However, looking at the design, this still has a long way to go. There are a lot of failure modes you guys haven't encountered yet, which will result in a few design tweaks. For example, what happens if your health checkers decide to start reporting garbage data (e.g. maybe they are too overloaded to properly perform health checks)? Or when you have a query of death being issued? Also, things like traffic sloshing can very quickly build resonant failures in a system like this.
(Source: many years working on Google infrastructure, including causing outages related to load balancing code)
Good point on garbage data reporting; we do basic validation in synapse, here: https://github.com/airbnb/synapse/blob/master/lib/synapse/se...
We could probably do more there to ensure valid names, IPs and ports (matching against a regex should do it). Also, because of the built-in health checking in haproxy, just the presence of some invalid name in the list of machines doesn't mean that we're going to try to start sending traffic there.
On the health checking/garbage data front:
It's usually more of a problem when something misreports a bad backend, rather than misreporting a good backend. The latter is easy to catch (as you mention, haproxy does it). The former is hard because one misbehaved health-checker can suddenly unload all of your services.
We're also doing a Tech Talk on SmartStack today at Airbnb HQ; stop by if you're in SF: https://www.airbnb.com/meetups/33925h2sx-tech-talk-smartstac...

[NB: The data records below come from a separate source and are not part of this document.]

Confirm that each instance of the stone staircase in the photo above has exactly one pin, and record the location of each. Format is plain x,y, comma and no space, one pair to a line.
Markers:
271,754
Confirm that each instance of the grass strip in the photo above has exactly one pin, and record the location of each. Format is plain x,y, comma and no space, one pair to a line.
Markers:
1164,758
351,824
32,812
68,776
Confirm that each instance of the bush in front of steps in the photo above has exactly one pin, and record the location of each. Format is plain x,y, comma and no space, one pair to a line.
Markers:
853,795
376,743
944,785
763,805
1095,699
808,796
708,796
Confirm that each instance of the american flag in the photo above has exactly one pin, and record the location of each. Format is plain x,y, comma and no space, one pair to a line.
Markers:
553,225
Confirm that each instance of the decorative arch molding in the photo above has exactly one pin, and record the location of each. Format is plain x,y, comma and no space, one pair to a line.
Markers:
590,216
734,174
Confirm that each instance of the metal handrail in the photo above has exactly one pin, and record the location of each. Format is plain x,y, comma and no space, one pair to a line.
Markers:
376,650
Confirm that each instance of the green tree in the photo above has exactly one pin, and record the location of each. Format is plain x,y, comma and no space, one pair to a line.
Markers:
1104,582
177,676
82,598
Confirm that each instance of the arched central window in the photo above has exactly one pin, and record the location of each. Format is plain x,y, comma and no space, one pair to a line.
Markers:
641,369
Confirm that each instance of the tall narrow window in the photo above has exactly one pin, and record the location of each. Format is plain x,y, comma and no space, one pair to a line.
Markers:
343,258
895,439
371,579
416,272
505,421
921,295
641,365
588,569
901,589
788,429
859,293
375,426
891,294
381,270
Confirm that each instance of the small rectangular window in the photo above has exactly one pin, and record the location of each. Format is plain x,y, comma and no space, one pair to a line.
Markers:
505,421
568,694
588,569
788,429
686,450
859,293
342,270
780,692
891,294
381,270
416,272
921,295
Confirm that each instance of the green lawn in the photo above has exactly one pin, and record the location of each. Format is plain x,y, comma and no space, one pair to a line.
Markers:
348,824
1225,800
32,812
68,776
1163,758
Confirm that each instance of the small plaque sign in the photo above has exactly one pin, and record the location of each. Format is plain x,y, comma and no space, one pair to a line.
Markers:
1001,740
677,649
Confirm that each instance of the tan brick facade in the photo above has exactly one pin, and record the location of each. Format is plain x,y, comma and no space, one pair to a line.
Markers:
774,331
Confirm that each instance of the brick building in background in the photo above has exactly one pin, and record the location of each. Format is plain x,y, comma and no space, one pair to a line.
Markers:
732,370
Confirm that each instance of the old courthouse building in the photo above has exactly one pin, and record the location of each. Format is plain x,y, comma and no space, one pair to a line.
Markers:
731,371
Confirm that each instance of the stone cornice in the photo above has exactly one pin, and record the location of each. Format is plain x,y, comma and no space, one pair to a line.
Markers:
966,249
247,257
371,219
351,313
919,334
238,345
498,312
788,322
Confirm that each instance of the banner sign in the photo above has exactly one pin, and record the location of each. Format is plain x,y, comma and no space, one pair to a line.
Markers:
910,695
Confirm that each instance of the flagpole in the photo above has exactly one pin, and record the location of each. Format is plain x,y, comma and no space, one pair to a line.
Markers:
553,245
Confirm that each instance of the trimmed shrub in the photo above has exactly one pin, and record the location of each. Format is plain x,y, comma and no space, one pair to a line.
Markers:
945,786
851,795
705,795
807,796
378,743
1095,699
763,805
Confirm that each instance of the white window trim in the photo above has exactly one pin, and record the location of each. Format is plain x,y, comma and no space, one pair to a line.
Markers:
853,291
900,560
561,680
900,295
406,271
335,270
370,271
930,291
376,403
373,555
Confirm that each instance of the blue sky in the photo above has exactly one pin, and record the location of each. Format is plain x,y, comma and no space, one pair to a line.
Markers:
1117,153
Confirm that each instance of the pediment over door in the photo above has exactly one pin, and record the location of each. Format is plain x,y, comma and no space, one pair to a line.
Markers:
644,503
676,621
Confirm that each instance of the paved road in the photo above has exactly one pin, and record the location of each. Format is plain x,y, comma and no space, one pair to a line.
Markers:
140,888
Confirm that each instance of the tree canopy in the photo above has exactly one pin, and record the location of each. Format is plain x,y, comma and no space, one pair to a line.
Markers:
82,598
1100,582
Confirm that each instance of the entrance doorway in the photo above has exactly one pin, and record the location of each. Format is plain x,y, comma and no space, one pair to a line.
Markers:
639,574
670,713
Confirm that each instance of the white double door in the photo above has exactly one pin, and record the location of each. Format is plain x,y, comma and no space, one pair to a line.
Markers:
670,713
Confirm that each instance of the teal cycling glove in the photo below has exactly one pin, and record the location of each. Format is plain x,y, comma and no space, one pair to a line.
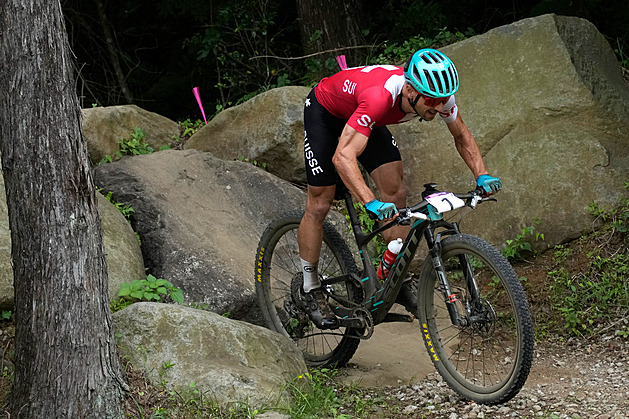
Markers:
488,183
381,210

Boot-strapping would of course be a problem, so you would still need a centralized nervous system for that, but you could survive its failure.
i haven't read much beyond the splash page, but hashicorp generally does great work.
I'm curious though, what does the local developer environment look like when you run an SOA of this complexity? Does everyone needs to run a series of Vagrant VMs/Docker containers to have a fully functional local version of the application running?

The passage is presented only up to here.